November 22, 2024 By Carol Britton Meyer
In a 47-page memorandum and order filed Nov. 20, U.S. Magistrate Judge Paul G. Levenson denied the motion for preliminary injunction filed by an attorney representing the parents of a Hingham High School student against Hingham Public Schools administrators and teachers claiming that their son’s rights were violated when he was disciplined for using artificial intelligence during the note-taking and draft phase for a history paper.
“In sum, the nation’s youth is primarily the responsibility of parents, teachers, and state and local school officials, and not of federal judges,” the document states in part. “. . . . This case well illustrates the good sense in that division of labor.”
However, according to Peter Farrell, attorney for the student’s parents — Dale and Jennifer Harris — the case will continue, “and we look forward to further developing the factual record by conducting discovery and continuing to ask probing questions.”

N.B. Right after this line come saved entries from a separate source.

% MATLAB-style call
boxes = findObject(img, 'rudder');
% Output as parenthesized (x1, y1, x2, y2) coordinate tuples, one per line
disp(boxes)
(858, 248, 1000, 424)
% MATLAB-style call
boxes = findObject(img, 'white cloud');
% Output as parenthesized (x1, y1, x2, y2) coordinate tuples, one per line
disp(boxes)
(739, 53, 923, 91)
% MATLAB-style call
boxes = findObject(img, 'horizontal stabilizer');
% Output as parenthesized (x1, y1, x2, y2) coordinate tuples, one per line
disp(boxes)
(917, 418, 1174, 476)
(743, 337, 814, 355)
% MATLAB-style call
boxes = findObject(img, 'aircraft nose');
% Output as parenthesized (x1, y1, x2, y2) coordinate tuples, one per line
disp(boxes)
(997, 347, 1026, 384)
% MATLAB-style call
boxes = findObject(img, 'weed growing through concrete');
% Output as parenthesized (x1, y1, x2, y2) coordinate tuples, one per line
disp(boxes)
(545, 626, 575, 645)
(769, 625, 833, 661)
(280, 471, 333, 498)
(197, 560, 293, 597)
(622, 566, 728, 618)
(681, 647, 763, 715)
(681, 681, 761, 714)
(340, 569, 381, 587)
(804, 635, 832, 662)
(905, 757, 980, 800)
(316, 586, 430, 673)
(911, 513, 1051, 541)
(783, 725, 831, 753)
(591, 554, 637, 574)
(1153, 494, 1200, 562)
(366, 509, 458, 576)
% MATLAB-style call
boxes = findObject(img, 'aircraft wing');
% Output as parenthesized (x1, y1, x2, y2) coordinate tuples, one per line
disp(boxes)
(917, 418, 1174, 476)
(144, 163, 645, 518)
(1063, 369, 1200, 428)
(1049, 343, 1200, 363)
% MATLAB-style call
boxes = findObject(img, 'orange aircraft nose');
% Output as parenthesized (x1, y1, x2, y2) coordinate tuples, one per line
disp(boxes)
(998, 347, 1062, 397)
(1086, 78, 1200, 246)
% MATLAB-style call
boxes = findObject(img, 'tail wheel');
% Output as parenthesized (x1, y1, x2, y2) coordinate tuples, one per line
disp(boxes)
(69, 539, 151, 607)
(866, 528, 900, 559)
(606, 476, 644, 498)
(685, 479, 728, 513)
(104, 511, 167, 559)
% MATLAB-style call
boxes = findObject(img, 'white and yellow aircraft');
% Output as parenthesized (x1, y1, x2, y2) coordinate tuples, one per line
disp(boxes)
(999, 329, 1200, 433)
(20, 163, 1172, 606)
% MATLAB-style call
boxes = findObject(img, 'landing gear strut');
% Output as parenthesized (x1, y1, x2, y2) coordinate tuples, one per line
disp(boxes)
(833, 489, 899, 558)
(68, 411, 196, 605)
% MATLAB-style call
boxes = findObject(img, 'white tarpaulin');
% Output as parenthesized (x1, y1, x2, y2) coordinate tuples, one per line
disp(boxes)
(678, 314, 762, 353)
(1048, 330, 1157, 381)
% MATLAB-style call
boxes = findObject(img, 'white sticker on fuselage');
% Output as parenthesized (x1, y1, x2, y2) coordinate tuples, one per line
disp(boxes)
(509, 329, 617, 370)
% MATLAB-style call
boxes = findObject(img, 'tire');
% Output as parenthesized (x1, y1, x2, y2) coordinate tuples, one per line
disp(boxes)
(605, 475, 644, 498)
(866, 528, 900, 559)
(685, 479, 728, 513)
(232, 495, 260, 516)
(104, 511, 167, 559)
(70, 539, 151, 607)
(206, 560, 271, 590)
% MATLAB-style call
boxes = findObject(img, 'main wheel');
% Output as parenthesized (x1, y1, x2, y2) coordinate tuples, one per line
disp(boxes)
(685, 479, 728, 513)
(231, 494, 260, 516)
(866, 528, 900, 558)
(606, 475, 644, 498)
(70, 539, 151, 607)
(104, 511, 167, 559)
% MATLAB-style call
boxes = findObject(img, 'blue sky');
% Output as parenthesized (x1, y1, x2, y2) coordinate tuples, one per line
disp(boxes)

Farrell also had this to say in response to an email inquiry from the Hingham Anchor:
“We respect the Court’s order issued [yesterday] afternoon. The Plaintiff’s Motion for Preliminary Injunction is just that — preliminary. The factual record is underdeveloped record and no discovery has yet been conducted. That being said, it should not be lost on anyone that the Court took 47 pages to discuss the extensive evidentiary hearing on the record developed to date.”

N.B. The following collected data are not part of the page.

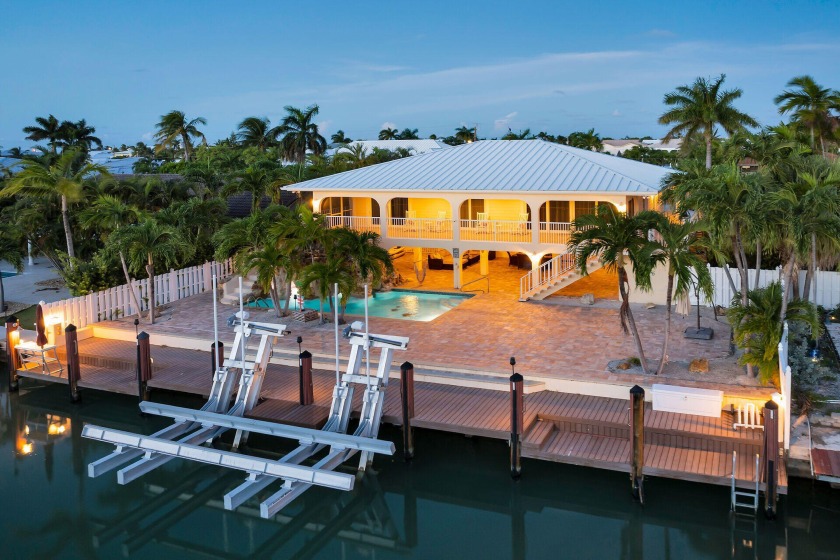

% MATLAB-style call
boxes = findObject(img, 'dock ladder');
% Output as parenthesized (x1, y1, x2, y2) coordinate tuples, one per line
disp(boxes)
(730, 450, 760, 513)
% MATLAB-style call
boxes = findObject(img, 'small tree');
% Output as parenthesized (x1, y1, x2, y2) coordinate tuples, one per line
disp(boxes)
(0, 224, 25, 313)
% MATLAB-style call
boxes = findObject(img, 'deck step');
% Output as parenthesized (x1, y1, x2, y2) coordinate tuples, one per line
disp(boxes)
(523, 419, 555, 450)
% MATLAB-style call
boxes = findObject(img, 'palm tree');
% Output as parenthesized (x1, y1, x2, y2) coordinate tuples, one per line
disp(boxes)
(57, 119, 102, 152)
(331, 130, 352, 144)
(728, 282, 820, 384)
(277, 105, 327, 164)
(645, 218, 714, 374)
(0, 224, 25, 312)
(567, 129, 602, 151)
(154, 110, 207, 162)
(110, 219, 193, 324)
(1, 150, 110, 266)
(334, 228, 394, 287)
(296, 256, 355, 324)
(23, 115, 62, 154)
(236, 117, 275, 151)
(397, 128, 419, 140)
(334, 143, 370, 169)
(774, 75, 840, 156)
(222, 167, 274, 213)
(378, 127, 399, 140)
(454, 126, 476, 143)
(567, 205, 661, 373)
(659, 74, 759, 169)
(501, 128, 533, 140)
(238, 244, 295, 318)
(78, 195, 146, 318)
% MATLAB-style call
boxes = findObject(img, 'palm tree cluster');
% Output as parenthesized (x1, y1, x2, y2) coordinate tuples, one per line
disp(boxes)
(213, 205, 393, 324)
(23, 115, 102, 155)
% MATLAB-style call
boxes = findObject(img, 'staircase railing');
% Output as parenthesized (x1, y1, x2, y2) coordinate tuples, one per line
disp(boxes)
(519, 251, 577, 301)
(461, 275, 489, 294)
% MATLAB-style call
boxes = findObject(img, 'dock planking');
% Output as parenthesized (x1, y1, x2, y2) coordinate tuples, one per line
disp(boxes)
(23, 336, 786, 493)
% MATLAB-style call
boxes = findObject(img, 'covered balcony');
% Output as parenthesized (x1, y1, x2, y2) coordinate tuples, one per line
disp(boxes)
(318, 196, 382, 234)
(458, 198, 532, 243)
(387, 197, 453, 241)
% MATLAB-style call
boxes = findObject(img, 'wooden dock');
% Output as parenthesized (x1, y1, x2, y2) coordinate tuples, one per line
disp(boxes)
(15, 336, 785, 493)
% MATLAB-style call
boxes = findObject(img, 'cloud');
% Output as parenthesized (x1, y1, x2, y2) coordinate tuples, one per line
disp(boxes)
(380, 121, 397, 131)
(494, 111, 518, 130)
(141, 131, 154, 141)
(317, 120, 332, 134)
(612, 109, 622, 117)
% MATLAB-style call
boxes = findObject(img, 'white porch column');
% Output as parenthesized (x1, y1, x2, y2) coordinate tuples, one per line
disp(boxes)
(480, 250, 489, 276)
(453, 247, 462, 289)
(375, 196, 389, 238)
(531, 205, 541, 245)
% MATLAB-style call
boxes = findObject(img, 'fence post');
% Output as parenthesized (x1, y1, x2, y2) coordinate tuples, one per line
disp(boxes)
(763, 399, 779, 519)
(65, 324, 82, 402)
(203, 262, 213, 291)
(137, 332, 152, 404)
(400, 361, 415, 460)
(5, 316, 20, 391)
(509, 371, 524, 479)
(630, 385, 645, 503)
(299, 350, 313, 405)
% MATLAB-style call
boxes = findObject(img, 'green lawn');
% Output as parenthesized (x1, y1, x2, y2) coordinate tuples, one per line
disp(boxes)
(10, 305, 37, 329)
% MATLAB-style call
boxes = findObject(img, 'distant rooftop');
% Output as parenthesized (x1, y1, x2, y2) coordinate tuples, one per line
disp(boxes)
(327, 139, 451, 157)
(287, 140, 672, 194)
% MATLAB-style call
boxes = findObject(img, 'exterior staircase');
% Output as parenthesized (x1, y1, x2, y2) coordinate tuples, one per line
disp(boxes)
(219, 269, 263, 305)
(518, 251, 601, 301)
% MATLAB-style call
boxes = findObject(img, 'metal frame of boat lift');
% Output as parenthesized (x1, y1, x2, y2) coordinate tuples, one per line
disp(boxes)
(83, 279, 409, 518)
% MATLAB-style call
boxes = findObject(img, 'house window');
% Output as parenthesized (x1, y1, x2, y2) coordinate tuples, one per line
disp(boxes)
(459, 199, 485, 220)
(390, 197, 409, 219)
(321, 197, 352, 216)
(575, 201, 596, 217)
(539, 201, 570, 223)
(627, 198, 635, 216)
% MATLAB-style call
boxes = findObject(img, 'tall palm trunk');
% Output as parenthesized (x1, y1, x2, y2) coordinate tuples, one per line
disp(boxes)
(656, 272, 675, 375)
(704, 130, 713, 170)
(753, 240, 762, 291)
(120, 251, 144, 320)
(281, 279, 293, 316)
(146, 255, 156, 325)
(0, 275, 6, 312)
(779, 255, 796, 327)
(181, 132, 192, 162)
(61, 194, 75, 265)
(802, 232, 816, 303)
(618, 265, 649, 373)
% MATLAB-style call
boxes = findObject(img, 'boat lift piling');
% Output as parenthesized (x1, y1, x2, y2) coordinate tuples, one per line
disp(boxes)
(210, 341, 223, 381)
(509, 357, 523, 479)
(137, 332, 152, 404)
(763, 399, 779, 519)
(300, 350, 314, 406)
(65, 324, 81, 402)
(400, 361, 415, 460)
(630, 385, 645, 504)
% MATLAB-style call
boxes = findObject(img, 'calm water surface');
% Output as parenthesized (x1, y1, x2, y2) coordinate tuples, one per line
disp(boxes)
(1, 382, 839, 560)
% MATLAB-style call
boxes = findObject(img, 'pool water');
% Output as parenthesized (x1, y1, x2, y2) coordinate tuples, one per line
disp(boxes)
(0, 271, 17, 278)
(250, 290, 471, 321)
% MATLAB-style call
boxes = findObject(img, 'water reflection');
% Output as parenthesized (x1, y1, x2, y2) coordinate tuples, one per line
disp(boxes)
(1, 383, 839, 559)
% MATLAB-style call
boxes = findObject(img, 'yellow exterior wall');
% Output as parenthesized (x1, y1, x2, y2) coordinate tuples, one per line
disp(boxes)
(484, 199, 529, 221)
(408, 198, 450, 218)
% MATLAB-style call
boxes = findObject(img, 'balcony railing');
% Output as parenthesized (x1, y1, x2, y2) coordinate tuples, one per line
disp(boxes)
(459, 219, 532, 243)
(388, 218, 453, 240)
(325, 215, 381, 233)
(539, 221, 572, 245)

Farrell went on to say that “of the several prayers for relief sought in the Plaintiff’s motion, the Plaintiffs sought the student’s immediate induction into the National Honor Society without further delay. Without this federal case, it would not have come to light that the student at issue in this case was treated differently than other students admitted to National Honor Society who had academic integrity infractions on their record when he was initially denied entry altogether. It is particularly telling that the school chose to admit the student to the National Honor Society within a week of the hearing on the Plaintiff’s Motion for Preliminary Injunction. The timing of that action was not a coincidence.”

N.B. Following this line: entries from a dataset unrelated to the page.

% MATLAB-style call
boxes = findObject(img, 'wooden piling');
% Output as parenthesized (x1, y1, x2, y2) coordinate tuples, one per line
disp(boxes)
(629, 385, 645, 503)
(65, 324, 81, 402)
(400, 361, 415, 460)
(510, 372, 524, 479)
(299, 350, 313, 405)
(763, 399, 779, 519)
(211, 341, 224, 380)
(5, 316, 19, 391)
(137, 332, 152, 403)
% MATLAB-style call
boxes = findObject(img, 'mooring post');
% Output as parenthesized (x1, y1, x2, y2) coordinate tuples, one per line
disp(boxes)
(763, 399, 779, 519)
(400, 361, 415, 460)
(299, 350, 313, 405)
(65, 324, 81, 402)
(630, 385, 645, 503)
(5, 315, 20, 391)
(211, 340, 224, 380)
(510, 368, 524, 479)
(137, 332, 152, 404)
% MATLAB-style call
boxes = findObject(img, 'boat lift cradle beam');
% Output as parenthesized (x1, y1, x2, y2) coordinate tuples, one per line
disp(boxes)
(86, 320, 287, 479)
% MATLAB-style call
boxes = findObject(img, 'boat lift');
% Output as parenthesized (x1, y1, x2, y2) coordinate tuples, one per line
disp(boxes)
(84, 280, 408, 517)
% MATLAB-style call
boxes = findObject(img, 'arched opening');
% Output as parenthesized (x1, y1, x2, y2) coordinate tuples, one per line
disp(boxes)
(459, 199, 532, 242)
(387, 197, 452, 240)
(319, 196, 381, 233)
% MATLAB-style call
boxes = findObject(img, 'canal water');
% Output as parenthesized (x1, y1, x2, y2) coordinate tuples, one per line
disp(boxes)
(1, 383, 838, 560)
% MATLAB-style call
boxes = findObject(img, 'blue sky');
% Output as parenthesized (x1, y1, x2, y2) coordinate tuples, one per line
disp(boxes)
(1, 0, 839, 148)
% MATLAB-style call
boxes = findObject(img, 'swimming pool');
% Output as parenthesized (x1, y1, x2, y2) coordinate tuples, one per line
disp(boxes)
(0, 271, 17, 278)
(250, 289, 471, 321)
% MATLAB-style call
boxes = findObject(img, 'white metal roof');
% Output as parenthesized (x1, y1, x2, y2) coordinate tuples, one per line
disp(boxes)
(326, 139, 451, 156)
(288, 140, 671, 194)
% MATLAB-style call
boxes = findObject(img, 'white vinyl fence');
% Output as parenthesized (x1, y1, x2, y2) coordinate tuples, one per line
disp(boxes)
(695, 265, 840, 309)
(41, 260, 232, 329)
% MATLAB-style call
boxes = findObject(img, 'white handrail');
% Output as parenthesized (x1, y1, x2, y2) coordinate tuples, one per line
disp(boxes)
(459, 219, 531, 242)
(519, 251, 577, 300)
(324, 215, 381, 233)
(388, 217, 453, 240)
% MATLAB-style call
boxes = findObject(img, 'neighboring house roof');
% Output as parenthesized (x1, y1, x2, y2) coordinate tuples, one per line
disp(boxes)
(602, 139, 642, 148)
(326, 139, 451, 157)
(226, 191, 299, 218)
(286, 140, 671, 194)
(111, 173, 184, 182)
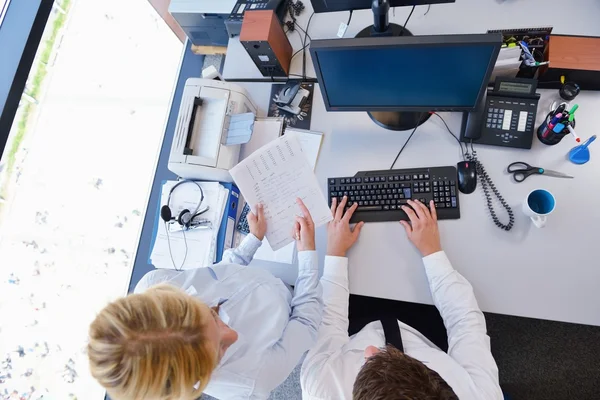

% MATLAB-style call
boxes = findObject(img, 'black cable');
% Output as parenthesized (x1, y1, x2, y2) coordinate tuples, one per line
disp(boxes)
(290, 10, 314, 80)
(294, 28, 305, 77)
(432, 112, 466, 160)
(347, 10, 353, 26)
(302, 12, 315, 80)
(291, 44, 309, 61)
(291, 18, 312, 80)
(305, 12, 315, 39)
(466, 140, 514, 231)
(293, 19, 312, 42)
(389, 113, 424, 170)
(286, 1, 311, 80)
(402, 5, 416, 35)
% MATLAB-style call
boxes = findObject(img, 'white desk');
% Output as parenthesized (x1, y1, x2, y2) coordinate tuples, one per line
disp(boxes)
(223, 0, 600, 80)
(237, 81, 600, 327)
(222, 0, 600, 326)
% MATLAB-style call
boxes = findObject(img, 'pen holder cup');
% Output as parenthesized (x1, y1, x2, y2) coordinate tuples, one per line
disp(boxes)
(537, 112, 575, 146)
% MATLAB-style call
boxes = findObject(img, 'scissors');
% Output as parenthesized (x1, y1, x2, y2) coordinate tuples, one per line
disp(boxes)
(507, 162, 574, 183)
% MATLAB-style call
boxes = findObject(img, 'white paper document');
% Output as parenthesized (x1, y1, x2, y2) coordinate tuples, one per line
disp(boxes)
(285, 128, 323, 170)
(230, 135, 332, 251)
(150, 181, 228, 270)
(239, 117, 284, 161)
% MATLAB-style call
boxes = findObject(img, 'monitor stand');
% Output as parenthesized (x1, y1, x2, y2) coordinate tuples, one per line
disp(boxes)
(355, 1, 433, 131)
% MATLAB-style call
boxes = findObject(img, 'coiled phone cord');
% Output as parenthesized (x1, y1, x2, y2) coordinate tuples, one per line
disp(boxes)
(466, 143, 515, 231)
(425, 114, 516, 232)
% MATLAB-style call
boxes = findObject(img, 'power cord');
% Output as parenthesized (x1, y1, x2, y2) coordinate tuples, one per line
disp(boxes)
(284, 0, 313, 80)
(431, 112, 466, 159)
(389, 113, 425, 169)
(290, 17, 311, 80)
(300, 12, 315, 80)
(402, 5, 416, 35)
(432, 112, 514, 231)
(291, 44, 309, 62)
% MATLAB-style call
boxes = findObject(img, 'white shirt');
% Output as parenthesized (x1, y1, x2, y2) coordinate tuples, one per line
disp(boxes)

The memorandum and order signed by the judge further states, in part, that the final consideration in weighing the grant of a preliminary injunction is the effect of the court’s action on the public interest: “There is, of course, a strong public interest in the protection of constitutional rights. . . . In this case, however, Plaintiffs have not shown a likelihood of succeeding on their constitutional claims. As such, the Court cannot find that issuing injunctive relief for Plaintiffs would serve any public interest in that regard.”
The document also states that “on the other side of the scale, there is a strong public interest in allowing school officials to do their work undisturbed by unnecessary lawsuits. It is apparent that this case has already consumed a considerable amount of time and energy, undoubtedly detracting from the resources available for teaching and administration. Defendants credibly suggest that such wastage would be magnified exponentially if teachers’ and school officials’ every decision regarding grades and discipline were subject to legal challenge.”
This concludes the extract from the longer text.